Being insured protects you as a driver from the high costs of repairing collision damage to being reimbursed for theft. With so much at stake you want to be sure you get the right car insurance the first time.
The following are seven common mistakes to avoid when buying car insurance.
1. Avoiding Research
Aside from watching a TV commercial or two, you may have no information about auto insurance. It isn’t taught in schools and the topic isn’t brought up until somebody buys a vehicle or gets into an accident.
It’s important to research car insurance to make the right decision about the best policy to get. Fortunately, the Internet is full of websites devoted to the subject.
One that isn’t skewed toward a particular provider is the Insurance Handbook of the Insurance Information Institute. In clear and easy-to-understand language, the organization lays out the lingo of car insurance coverage.
2. Buying the Minimum
Every state has passed laws that define the minimum car insurance coverage that each driver needs. Unfortunately, in our lawsuit-crazy society, that insurance may not be enough in worst-case scenarios.
For example, the minimums may not cover the cost of replacing an expensive vehicle, such as a BMW or Mercedes-Benz. You need to strike a balance between the cost of monthly premiums and the amount of coverage that is needed to protect your assets. A frank discussion with an insurance agent can help determine that balance.
3. Choosing the Wrong Deductible
The deductible is the amount that you have to pay during a claim before money from the insurance company kicks in. One way to lower the cost of monthly premiums is to increase the deductible. The higher the deductible, the lower the monthly premium.
You should try to choose deductibles that you can afford to pay out-of-pocket in the event of an accident. A wise approach is to save money in a bank account for the deductible and use that savings only during a claim. You can then select a deductible that matches those savings.
4. Not Shopping Around
Many consumers buy their policies from the first insurance ad that they see or on recommendations from their friends and family. That coverage may not be the best but without shopping around, you will have no way of knowing.
To ensure that you’re getting the best policy for your needs, you should compare quotes from at least three car insurance companies. Most allow you to get free quotes online or by phoning the insurer.
In addition, because prices change constantly, you may also consider comparing your rates every 12 to 24 months..
5. Fudging Facts
Applications for car insurance must be filled out accurately for an accurate quote on car insurance coverage. Sadly, to save money on the premiums, many applicants fudge the following facts or outright lie about them:
- Number of miles driven.
- Storage location of the car.
- Number and names of all drivers.
- How the car is used, such as for commuting, pleasure, or business.
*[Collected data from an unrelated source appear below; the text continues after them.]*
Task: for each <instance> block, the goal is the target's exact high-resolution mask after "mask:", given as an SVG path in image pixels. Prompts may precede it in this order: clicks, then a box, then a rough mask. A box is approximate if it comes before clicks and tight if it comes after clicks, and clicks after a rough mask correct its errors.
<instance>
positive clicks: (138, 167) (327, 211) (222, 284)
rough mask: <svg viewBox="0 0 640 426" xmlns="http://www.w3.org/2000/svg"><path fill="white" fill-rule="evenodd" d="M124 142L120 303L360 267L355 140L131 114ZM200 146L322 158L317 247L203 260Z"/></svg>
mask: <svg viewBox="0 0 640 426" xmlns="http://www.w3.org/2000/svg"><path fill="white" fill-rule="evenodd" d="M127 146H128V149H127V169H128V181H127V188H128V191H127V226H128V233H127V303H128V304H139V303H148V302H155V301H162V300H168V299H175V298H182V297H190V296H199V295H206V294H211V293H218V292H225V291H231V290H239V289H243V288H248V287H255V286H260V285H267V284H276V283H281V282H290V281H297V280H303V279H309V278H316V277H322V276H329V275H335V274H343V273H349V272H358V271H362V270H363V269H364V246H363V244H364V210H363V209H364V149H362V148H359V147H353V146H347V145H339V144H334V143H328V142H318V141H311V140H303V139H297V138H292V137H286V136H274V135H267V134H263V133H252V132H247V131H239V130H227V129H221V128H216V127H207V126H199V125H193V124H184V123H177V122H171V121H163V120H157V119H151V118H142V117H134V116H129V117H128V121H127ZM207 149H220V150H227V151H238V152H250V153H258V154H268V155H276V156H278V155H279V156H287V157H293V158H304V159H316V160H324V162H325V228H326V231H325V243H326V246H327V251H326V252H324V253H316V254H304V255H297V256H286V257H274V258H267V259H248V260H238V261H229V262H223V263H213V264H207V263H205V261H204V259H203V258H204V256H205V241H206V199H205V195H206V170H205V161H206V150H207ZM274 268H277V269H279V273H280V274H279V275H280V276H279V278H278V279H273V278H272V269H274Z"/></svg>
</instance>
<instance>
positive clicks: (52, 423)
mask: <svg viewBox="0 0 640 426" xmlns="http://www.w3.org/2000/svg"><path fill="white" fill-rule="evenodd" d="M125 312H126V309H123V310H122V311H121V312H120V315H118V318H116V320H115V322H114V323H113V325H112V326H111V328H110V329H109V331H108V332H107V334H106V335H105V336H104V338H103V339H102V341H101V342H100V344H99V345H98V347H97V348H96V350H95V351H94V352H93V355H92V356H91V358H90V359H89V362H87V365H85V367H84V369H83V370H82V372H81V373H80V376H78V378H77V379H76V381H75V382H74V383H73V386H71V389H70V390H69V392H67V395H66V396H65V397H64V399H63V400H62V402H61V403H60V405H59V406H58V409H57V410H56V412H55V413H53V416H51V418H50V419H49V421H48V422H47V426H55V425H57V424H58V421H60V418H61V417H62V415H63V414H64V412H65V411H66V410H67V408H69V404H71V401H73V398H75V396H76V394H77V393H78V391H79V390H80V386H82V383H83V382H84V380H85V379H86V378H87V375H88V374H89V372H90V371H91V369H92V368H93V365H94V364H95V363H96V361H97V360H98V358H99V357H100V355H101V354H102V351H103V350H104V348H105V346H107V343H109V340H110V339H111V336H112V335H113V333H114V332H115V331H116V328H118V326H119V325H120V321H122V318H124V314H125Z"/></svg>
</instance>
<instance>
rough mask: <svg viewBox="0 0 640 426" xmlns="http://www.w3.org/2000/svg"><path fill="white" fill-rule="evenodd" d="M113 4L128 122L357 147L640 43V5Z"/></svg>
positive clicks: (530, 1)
- History of DUI or DWIs..
At best, a company that discovers the error will raise rates. At worst, it can cancel the policy or deny coverage during a claim, which ends up costing the consumer more.
6. Overlooking Discounts
A better way to gain lower premiums is to take all the discounts that you’re entitled to. These vary by insurer but commonly include the following:
- Low mileage or use.
- Bundled policy discount.
- Multi-car discount.
- Taking a defensive driving course.
- Good driver with no accidents.
- Status discounts such as being in the military, a professional, or being a senior citizen.
- Electronic billing.
The only way to get these discounts is to ask for them. Companies will not know otherwise what discounts the applicant is entitled to.
7. Ignoring Credit Score
A credit score is a number between 300 and 850 that mortgage lenders, credit card companies, big-box stores, and car-rental companies, among others, use to judge how you manage money.
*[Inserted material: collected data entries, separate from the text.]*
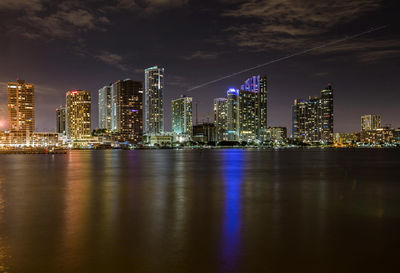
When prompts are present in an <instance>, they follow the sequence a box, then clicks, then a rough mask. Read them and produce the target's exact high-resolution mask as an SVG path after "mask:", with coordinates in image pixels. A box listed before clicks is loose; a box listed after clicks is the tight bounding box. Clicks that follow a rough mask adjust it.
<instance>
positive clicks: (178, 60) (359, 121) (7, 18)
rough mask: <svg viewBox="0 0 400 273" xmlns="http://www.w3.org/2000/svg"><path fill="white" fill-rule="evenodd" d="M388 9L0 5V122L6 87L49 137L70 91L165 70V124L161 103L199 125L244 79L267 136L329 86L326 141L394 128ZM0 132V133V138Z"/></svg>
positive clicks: (388, 15) (92, 126)
mask: <svg viewBox="0 0 400 273" xmlns="http://www.w3.org/2000/svg"><path fill="white" fill-rule="evenodd" d="M396 7H397V3H395V1H380V0H367V1H361V0H357V1H351V3H350V2H348V1H340V0H332V1H329V3H312V4H310V3H307V2H306V1H292V0H282V1H279V4H277V3H275V2H274V1H227V0H224V1H223V0H215V1H210V2H209V3H203V1H184V0H181V1H175V0H173V1H164V0H156V1H150V0H147V1H128V0H120V1H113V2H112V3H111V4H110V3H109V2H108V1H87V3H80V2H78V1H54V2H52V3H48V2H46V1H41V0H36V1H27V0H18V1H3V2H1V3H0V16H1V19H0V21H1V25H0V30H1V33H2V34H1V37H2V40H3V41H5V42H3V43H1V44H0V60H1V63H2V64H5V65H2V66H1V67H0V118H1V120H6V119H7V87H6V85H7V82H8V81H13V80H15V78H16V77H18V78H21V79H24V80H25V81H26V82H29V83H33V84H35V85H36V90H35V92H36V94H35V106H36V117H37V118H36V127H37V128H38V129H39V131H43V130H44V129H47V130H51V129H53V128H55V109H56V108H57V107H58V106H59V105H61V104H64V103H65V93H66V92H67V91H68V90H73V89H85V90H89V91H91V92H92V128H93V129H94V128H96V127H97V123H98V119H97V110H98V108H97V92H98V89H99V88H101V87H103V86H104V85H108V84H109V83H110V82H115V81H117V80H120V79H125V78H131V79H132V80H140V81H143V80H144V71H143V70H144V69H145V68H147V67H151V66H153V65H158V66H160V67H164V68H165V93H164V94H165V96H164V105H165V124H166V129H167V130H169V129H170V127H171V125H170V123H171V121H170V110H171V109H170V108H171V100H172V99H174V98H177V97H179V95H181V94H185V95H187V96H192V97H193V99H194V101H198V102H199V121H202V120H206V116H207V114H208V112H209V113H210V116H211V117H212V103H213V99H214V98H217V97H223V96H225V93H226V90H227V89H228V88H230V87H236V88H239V87H240V85H241V84H242V82H243V81H244V80H245V79H247V78H248V77H250V76H251V75H257V74H260V75H266V76H267V77H268V79H269V86H268V92H269V105H268V107H269V110H268V111H269V113H268V116H269V122H268V123H269V124H268V126H285V127H287V128H288V132H290V129H291V105H292V103H293V101H294V99H297V98H303V99H306V98H308V97H309V96H314V95H317V94H319V92H320V91H321V90H322V89H323V88H325V87H326V86H327V84H328V83H330V84H332V86H333V89H334V92H335V93H334V97H335V132H354V131H359V129H360V118H361V116H362V115H364V114H380V115H381V116H382V122H383V124H391V125H392V126H393V127H396V128H397V127H400V115H399V110H398V109H399V107H398V101H399V99H400V94H399V92H397V91H398V87H397V84H396V80H397V75H396V73H395V71H398V69H399V55H400V54H399V53H400V42H399V38H400V37H399V36H400V35H399V31H398V27H397V26H396V24H395V22H396V21H397V20H396V19H397V18H396V14H395V11H396ZM383 25H388V27H387V28H385V29H382V30H379V31H376V32H374V33H369V34H366V35H364V36H362V37H358V38H355V39H352V40H350V41H345V42H343V43H340V44H337V45H334V46H331V47H326V48H322V49H320V50H319V51H315V52H311V53H310V54H306V55H302V56H296V57H293V58H291V59H288V60H285V61H281V62H279V63H275V64H271V65H269V66H266V67H262V68H259V69H255V70H252V71H250V72H249V73H244V74H241V75H237V76H235V77H232V78H230V79H226V80H223V81H220V82H217V83H215V84H213V85H209V86H206V87H204V88H200V89H197V90H193V91H190V92H187V91H186V90H188V89H190V88H191V87H193V86H196V85H198V84H201V83H203V82H207V81H210V80H214V79H216V78H219V77H222V76H225V75H228V74H231V73H235V72H236V71H240V70H243V69H246V68H248V67H253V66H256V65H258V64H260V63H264V62H268V61H269V60H274V59H278V58H280V57H284V56H287V55H289V54H292V53H295V52H298V51H302V50H305V49H308V48H312V47H315V46H319V45H321V44H325V43H328V42H331V41H335V40H338V39H343V38H345V37H346V36H351V35H354V34H357V33H360V32H363V31H366V30H368V29H370V28H371V27H379V26H383ZM1 129H4V127H3V128H1Z"/></svg>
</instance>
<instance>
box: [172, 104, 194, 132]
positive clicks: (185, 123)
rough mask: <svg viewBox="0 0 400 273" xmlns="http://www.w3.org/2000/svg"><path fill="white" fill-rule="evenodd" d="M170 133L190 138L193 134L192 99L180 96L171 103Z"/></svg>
mask: <svg viewBox="0 0 400 273" xmlns="http://www.w3.org/2000/svg"><path fill="white" fill-rule="evenodd" d="M172 131H173V132H174V133H176V134H178V135H186V136H189V137H190V136H191V135H192V132H193V110H192V98H190V97H186V96H181V97H180V98H179V99H176V100H173V101H172Z"/></svg>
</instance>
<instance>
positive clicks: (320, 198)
mask: <svg viewBox="0 0 400 273" xmlns="http://www.w3.org/2000/svg"><path fill="white" fill-rule="evenodd" d="M399 166H400V150H397V149H323V148H321V149H310V148H308V149H307V148H304V149H301V148H297V149H280V150H273V149H271V150H256V149H254V150H252V149H213V150H134V151H123V150H105V151H70V152H69V153H68V154H61V155H0V271H1V272H3V271H4V272H99V273H101V272H395V268H398V266H399V265H400V262H399V260H398V254H399V250H398V245H399V243H400V235H399V229H400V182H399V176H400V169H399Z"/></svg>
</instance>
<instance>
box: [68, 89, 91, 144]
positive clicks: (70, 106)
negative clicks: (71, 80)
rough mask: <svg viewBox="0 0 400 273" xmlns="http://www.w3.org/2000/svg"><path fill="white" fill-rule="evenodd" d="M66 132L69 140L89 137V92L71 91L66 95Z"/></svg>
mask: <svg viewBox="0 0 400 273" xmlns="http://www.w3.org/2000/svg"><path fill="white" fill-rule="evenodd" d="M66 111H67V119H66V121H67V122H66V131H67V137H68V138H69V139H71V140H80V139H87V138H90V137H91V135H92V134H91V113H90V111H91V97H90V91H85V90H72V91H68V92H67V94H66Z"/></svg>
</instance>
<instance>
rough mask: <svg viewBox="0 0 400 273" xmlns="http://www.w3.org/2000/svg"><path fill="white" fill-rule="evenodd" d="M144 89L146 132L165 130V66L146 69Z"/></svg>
mask: <svg viewBox="0 0 400 273" xmlns="http://www.w3.org/2000/svg"><path fill="white" fill-rule="evenodd" d="M144 73H145V90H144V101H145V103H144V107H145V111H144V115H145V116H144V119H145V126H144V133H145V134H146V135H152V134H162V133H163V132H164V104H163V92H164V68H158V66H154V67H150V68H147V69H145V71H144Z"/></svg>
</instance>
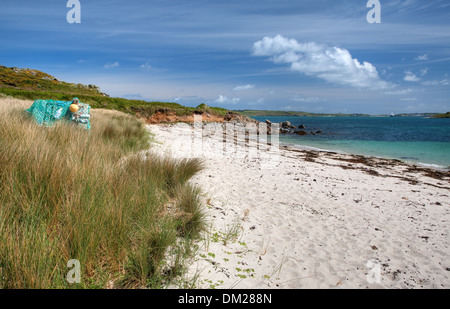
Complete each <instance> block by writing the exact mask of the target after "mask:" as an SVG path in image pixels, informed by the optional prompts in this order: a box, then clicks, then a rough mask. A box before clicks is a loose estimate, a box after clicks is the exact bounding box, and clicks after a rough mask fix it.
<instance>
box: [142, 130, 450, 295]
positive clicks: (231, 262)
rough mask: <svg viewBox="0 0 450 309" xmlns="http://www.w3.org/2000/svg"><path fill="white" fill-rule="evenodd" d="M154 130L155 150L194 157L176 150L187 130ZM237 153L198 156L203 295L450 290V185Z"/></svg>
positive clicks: (323, 164) (402, 164)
Credit scores above 800 are considered excellent and receive the best terms. Scores below 600 are considered poor.
Over 90 percent of insurance companies now consider an applicant’s credit rating when determining premiums. Research has shown that relying on these scores can predict insurance losses.
If you don’t know what your credit score is, you can view it by asking your credit card issuers, lenders, or other financial institutions. The numbers are also available for free from websites like Credit Karma, which does need registration.
Credit reports, which determine credit scores, are also available for free, once a year, from each of the major credit bureaus: Equifax, Experian, or TransUnion. These reports reveal such factors as payment history, amount of debt, and names and addresses of creditors. They may also show ways to improve your credit rating, such as by paying your bills on time and reducing your debt.